In 2011 and 2012, around £32bn was transacted annually. So far in 2013 some £20.4bn has been transacted year-to-end July, up around 18 per cent on the same period of 2012. Given that investment transaction totals tend to be weighted toward year end as fund manager investment mandate deadlines approach and activity levels peak, the total in 2013 is likely to pass £40bn for the first time since 2007 and in line with 2004 when some £41bn was transacted.
There is also evidence to suggest that UK property is turning a corner. If monthly capital growth figures are tracked and compared against the experience of the early 1990s downturn, then a very similar pattern emerges, albeit this time around, the re-pricings were much more pronounced and much more rapid.

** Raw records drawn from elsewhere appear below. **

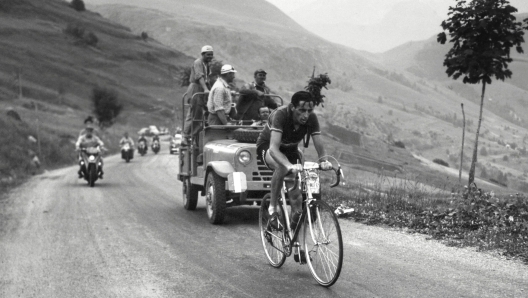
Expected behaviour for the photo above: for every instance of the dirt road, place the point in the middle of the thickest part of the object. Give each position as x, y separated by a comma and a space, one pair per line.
130, 236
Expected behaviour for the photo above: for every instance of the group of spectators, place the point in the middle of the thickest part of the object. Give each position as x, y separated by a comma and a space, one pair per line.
217, 104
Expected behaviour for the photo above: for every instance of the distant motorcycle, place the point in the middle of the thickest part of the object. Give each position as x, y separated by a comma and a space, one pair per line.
127, 153
155, 146
91, 164
142, 148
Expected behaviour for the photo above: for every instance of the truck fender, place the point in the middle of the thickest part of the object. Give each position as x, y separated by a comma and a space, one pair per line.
222, 168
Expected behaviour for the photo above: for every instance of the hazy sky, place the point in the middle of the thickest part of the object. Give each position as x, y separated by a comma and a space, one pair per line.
373, 9
372, 13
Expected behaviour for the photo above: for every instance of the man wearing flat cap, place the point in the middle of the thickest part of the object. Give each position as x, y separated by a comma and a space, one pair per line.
252, 98
199, 80
220, 100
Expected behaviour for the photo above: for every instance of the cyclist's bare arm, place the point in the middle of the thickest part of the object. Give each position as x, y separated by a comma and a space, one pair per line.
280, 161
321, 152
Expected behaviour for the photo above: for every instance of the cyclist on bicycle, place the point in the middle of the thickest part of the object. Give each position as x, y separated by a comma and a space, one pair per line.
277, 147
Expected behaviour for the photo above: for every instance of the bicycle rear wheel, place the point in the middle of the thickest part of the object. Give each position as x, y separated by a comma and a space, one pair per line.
323, 244
272, 239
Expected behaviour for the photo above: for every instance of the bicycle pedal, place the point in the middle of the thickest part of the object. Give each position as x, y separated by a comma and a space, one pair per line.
301, 260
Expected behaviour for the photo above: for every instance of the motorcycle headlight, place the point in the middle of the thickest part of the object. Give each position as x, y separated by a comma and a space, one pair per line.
244, 157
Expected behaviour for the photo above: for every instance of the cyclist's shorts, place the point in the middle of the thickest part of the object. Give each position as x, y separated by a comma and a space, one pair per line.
293, 156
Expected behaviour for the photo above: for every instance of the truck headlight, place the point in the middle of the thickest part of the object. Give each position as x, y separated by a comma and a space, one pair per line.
244, 157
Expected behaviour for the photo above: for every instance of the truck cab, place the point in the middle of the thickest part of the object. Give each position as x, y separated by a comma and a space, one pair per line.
221, 163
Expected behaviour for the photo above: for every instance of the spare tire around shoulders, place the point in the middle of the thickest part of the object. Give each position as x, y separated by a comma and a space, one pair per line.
247, 135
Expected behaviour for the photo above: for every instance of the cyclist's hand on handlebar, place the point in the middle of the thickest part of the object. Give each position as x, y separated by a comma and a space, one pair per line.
295, 169
326, 165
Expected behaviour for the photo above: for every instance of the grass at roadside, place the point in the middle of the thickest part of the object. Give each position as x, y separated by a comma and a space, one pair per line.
483, 220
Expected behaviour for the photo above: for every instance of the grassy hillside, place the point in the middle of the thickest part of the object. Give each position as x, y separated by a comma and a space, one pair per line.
369, 94
48, 71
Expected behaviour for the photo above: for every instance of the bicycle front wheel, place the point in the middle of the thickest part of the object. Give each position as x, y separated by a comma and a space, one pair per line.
323, 243
272, 239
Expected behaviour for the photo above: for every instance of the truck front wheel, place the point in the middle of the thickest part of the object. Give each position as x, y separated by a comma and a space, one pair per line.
215, 198
190, 194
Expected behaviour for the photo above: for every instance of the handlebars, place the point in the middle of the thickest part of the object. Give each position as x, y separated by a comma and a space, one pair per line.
317, 166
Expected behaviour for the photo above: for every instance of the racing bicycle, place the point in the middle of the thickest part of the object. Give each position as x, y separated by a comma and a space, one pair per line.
321, 244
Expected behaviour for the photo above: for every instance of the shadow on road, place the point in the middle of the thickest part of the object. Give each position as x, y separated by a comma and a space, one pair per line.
235, 216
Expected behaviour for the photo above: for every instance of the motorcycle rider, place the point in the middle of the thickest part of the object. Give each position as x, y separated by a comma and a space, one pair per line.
89, 140
126, 140
144, 140
155, 138
87, 122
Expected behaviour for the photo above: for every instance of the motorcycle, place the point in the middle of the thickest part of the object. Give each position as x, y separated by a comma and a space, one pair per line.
91, 164
155, 146
127, 153
142, 148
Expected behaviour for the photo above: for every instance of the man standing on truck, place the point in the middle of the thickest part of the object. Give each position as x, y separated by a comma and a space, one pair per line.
252, 98
220, 101
199, 82
277, 147
264, 115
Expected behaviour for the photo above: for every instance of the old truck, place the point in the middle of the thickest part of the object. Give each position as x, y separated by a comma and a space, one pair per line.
221, 164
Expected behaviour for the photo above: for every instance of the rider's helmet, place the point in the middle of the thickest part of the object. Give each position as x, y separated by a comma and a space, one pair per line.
89, 129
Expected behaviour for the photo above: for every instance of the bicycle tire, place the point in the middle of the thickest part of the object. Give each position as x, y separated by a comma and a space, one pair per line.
272, 241
323, 244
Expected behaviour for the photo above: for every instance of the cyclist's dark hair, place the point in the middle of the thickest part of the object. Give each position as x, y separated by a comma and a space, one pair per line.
302, 96
88, 119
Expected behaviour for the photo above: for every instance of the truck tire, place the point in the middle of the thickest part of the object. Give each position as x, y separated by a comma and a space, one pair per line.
246, 135
190, 194
215, 198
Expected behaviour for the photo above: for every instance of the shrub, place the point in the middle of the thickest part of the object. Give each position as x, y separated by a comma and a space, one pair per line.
75, 30
440, 162
91, 39
106, 106
399, 144
78, 5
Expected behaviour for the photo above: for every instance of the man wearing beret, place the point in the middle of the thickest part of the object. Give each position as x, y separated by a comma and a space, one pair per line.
199, 80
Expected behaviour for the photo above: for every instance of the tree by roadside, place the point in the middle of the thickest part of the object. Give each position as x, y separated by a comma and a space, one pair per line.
483, 33
106, 106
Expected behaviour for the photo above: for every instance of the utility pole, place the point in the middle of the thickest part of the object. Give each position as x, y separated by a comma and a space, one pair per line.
462, 150
38, 129
18, 82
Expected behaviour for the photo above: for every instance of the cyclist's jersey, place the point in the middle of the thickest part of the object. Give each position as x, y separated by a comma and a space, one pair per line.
281, 120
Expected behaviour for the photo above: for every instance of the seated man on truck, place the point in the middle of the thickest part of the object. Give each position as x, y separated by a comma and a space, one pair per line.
252, 97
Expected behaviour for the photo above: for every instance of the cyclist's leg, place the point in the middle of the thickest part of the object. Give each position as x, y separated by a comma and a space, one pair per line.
279, 172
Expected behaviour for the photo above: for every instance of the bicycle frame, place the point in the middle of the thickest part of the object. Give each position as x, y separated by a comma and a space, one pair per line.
304, 177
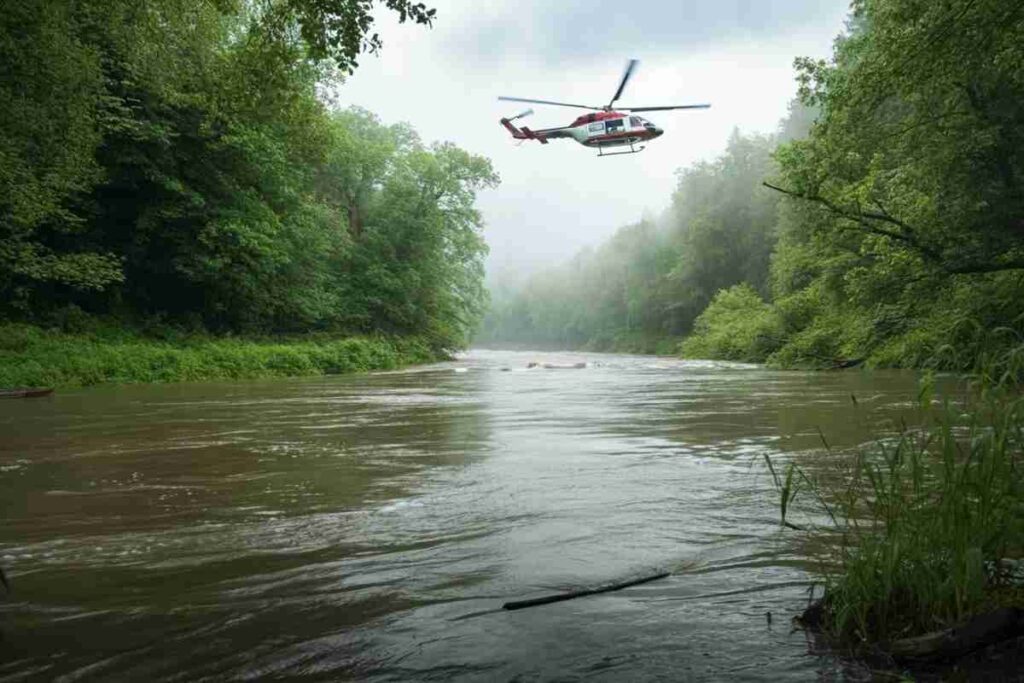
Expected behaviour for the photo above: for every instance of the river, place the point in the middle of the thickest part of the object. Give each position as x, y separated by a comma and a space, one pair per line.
371, 526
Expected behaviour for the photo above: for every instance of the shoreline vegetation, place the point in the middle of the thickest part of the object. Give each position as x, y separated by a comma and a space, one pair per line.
33, 356
920, 539
880, 223
181, 199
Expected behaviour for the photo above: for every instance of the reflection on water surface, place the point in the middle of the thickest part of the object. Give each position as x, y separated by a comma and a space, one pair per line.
368, 526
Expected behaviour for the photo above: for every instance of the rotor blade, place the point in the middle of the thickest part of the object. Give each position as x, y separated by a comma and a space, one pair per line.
664, 109
546, 101
630, 67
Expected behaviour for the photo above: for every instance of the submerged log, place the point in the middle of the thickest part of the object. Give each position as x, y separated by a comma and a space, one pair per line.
548, 599
843, 364
26, 392
977, 632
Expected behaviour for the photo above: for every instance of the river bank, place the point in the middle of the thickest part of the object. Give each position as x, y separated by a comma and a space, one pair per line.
370, 526
35, 356
919, 536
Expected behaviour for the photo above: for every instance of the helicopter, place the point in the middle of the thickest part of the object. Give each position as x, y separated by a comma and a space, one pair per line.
604, 128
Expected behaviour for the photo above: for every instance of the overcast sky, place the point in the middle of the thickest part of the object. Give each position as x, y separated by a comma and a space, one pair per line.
555, 199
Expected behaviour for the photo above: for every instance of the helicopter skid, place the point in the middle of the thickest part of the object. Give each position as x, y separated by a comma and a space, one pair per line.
631, 151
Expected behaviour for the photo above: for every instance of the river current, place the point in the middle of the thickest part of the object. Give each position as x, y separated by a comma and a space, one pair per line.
371, 526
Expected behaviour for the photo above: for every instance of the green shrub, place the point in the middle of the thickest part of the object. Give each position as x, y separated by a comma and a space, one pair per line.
31, 356
736, 326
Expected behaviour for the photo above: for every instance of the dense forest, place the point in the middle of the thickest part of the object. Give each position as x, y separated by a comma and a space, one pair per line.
883, 221
177, 164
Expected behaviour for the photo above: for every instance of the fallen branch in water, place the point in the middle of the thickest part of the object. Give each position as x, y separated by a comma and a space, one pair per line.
519, 604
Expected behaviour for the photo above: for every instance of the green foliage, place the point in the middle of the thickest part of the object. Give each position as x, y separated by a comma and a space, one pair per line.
737, 326
172, 160
33, 356
922, 527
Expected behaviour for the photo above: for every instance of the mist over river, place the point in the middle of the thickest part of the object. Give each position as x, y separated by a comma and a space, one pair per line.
370, 526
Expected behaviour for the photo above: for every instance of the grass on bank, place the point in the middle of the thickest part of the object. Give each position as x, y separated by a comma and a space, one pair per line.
34, 356
927, 528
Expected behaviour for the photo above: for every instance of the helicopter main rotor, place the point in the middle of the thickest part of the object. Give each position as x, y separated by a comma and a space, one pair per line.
627, 75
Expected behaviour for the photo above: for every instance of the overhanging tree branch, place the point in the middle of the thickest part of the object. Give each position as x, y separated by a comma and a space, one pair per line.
907, 235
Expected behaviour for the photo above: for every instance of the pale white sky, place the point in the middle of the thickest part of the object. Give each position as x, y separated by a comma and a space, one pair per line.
555, 199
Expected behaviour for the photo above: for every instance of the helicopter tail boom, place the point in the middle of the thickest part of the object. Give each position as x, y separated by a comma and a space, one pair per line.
523, 133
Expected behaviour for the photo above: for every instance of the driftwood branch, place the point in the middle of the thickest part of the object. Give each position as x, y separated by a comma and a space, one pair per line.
548, 599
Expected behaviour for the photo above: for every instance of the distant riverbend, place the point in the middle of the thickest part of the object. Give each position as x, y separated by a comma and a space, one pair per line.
370, 526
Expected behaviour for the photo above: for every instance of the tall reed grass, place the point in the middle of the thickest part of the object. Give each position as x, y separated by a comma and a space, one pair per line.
32, 356
923, 527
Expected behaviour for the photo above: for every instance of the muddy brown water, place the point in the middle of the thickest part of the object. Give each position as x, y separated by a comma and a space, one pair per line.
370, 527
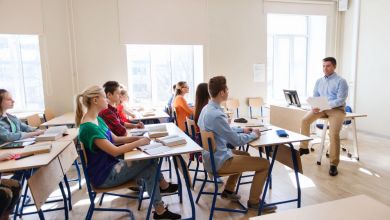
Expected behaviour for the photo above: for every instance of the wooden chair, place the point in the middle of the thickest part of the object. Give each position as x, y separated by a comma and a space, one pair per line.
34, 120
256, 102
209, 145
93, 191
48, 114
233, 104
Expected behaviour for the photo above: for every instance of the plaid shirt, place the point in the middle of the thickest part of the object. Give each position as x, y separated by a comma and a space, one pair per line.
6, 133
111, 117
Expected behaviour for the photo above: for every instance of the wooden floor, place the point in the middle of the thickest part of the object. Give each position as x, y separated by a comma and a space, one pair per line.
370, 175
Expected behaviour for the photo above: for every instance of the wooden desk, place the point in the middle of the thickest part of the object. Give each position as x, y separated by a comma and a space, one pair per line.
359, 207
157, 115
189, 147
52, 168
291, 118
65, 119
270, 138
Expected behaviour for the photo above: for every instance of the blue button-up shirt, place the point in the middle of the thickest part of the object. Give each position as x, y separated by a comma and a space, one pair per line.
6, 134
212, 118
334, 87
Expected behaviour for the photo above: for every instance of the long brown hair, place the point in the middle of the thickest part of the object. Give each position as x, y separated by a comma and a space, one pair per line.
2, 94
202, 97
87, 96
179, 86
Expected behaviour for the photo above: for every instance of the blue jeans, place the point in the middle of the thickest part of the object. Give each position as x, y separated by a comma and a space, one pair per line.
125, 171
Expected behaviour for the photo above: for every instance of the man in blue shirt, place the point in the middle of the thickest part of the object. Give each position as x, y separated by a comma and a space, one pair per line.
335, 88
212, 118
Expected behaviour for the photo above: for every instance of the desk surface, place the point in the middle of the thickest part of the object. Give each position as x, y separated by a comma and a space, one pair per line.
157, 114
65, 119
189, 147
359, 207
269, 138
33, 161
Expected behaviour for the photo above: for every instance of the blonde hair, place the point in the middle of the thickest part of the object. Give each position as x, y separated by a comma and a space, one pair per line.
87, 96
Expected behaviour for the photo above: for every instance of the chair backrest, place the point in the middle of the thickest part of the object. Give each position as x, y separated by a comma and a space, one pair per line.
34, 120
191, 128
255, 102
48, 114
208, 140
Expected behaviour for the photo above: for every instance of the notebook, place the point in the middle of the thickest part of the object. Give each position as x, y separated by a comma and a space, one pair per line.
171, 140
154, 148
156, 131
52, 133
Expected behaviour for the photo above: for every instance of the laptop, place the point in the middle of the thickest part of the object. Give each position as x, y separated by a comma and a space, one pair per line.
13, 145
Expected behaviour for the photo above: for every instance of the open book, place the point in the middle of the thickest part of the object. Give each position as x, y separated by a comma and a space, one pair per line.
154, 148
35, 149
157, 131
52, 133
171, 140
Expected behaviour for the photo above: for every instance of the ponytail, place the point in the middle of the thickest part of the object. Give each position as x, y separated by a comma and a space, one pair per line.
79, 110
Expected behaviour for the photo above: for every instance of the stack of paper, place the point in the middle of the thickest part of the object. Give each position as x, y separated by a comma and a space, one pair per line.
154, 148
52, 134
157, 131
172, 140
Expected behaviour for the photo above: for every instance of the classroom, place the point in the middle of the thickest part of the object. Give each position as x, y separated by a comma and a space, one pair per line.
194, 109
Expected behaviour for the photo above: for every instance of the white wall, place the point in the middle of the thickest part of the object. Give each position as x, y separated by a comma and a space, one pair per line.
373, 72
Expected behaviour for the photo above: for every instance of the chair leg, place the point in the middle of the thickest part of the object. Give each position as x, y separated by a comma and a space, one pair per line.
196, 172
178, 179
65, 200
78, 172
202, 187
69, 192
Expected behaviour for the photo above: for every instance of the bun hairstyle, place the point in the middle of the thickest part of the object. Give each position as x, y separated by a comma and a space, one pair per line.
85, 98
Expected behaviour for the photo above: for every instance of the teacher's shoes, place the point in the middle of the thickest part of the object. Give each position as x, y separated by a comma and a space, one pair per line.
303, 151
333, 170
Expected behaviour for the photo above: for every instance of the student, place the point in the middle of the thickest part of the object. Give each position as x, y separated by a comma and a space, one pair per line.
105, 170
9, 192
182, 109
212, 118
122, 107
110, 115
11, 128
335, 88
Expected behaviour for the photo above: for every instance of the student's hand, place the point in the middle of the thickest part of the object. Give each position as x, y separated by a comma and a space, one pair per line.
316, 110
257, 132
248, 130
6, 156
140, 125
144, 141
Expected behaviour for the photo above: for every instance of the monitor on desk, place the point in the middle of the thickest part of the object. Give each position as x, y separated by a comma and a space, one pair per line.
292, 97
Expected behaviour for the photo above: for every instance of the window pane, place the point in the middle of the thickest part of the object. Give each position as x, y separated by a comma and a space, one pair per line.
153, 69
20, 71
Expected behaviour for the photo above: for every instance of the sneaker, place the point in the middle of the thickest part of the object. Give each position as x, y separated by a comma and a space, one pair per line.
135, 188
333, 170
230, 196
172, 188
166, 215
255, 207
303, 151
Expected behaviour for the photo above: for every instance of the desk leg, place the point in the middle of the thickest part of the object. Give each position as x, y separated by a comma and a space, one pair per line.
156, 184
188, 184
295, 163
355, 144
322, 145
268, 180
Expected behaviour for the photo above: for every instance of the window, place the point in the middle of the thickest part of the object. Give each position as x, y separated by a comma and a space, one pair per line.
296, 47
153, 69
20, 71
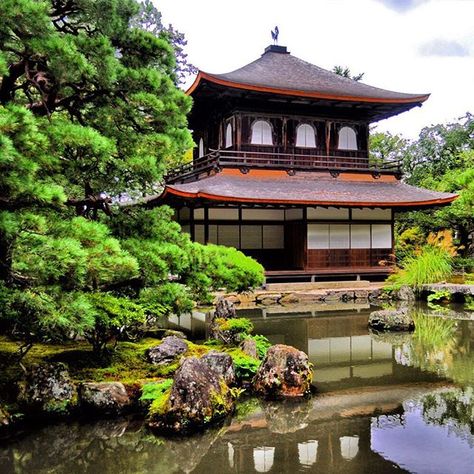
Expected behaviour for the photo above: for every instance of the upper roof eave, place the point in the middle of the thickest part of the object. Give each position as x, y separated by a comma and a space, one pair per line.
204, 76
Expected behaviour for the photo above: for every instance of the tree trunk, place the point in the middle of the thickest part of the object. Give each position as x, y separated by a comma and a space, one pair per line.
6, 257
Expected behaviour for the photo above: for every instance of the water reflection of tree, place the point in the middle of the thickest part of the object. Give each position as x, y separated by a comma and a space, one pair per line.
454, 409
439, 345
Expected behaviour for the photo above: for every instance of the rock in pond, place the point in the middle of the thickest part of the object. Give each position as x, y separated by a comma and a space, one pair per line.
405, 293
391, 320
221, 363
168, 351
107, 398
249, 347
198, 397
48, 389
285, 372
224, 309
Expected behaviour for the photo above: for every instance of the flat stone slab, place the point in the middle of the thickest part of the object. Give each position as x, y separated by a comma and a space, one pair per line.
453, 288
319, 285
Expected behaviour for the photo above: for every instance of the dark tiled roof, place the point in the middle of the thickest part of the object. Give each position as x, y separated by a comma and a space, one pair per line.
306, 188
282, 71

The 2007 to 2009 downturn and recovery appears to take on a similar pattern of that seen in the early 1990s, although the re-pricings were faster and more pronounced.
Walter Boettcher, Chief Economist at Colliers International said: “Why did values fall so precipitously in this downturn? One answer may lie in the ‘mark to market’ ethos that gripped valuers across asset classes in the Credit Crunch and the post-Lehmans double-dip when many derivatives were deemed to have nothing short of ‘junk bond’ status. So much for valuation ‘smoothing’ and of course there was really no market to mark to, hence the values fell rapidly toward ‘vacant possession’ value . . . or worse. As to the speed of the re-pricing, it could be argued that this was the result of the first ‘proper’ downturn in the internet age with immediate communication and reaction.”
In the last two months, capital values appear to be moving into positive territory after 18 months of decline and stagnation. It may be this incipient re-discovery of recovery that is driving investor interest and bumping up transaction volumes, and all this with real estate finance still contracting after three years of deleveraging from a peak of £247 bn of UK real estate lending in Q1 10 to £161 bn in Q2 13 – a 35 per cent reduction. In the 1990s, a 24 per cent reduction took six years from a peak of £39bn Q2 1991 to £29bn Q1 1997.
Interestingly though, in this latest cycle, exposure to UK real estate is still 8.2 per cent of all commercial lending compared to 5.8 per cent at the nadir of real estate lending in the Q1 97. This is perhaps testament to the greater general decline in lending across all commercial sectors. In the 1990s, total commercial lending in annual terms never declined. In Q2 2013, the latest decline shows an 9 per cent overall reduction over the last three years and the latest evidence suggests total lending is still contracting. Finance led this latest downturn, but the slow deleveraging progress may well be down to the rise of regulatory capital constraints as many have argued, which makes the latest move of property capital values into positive territory all the more remarkable.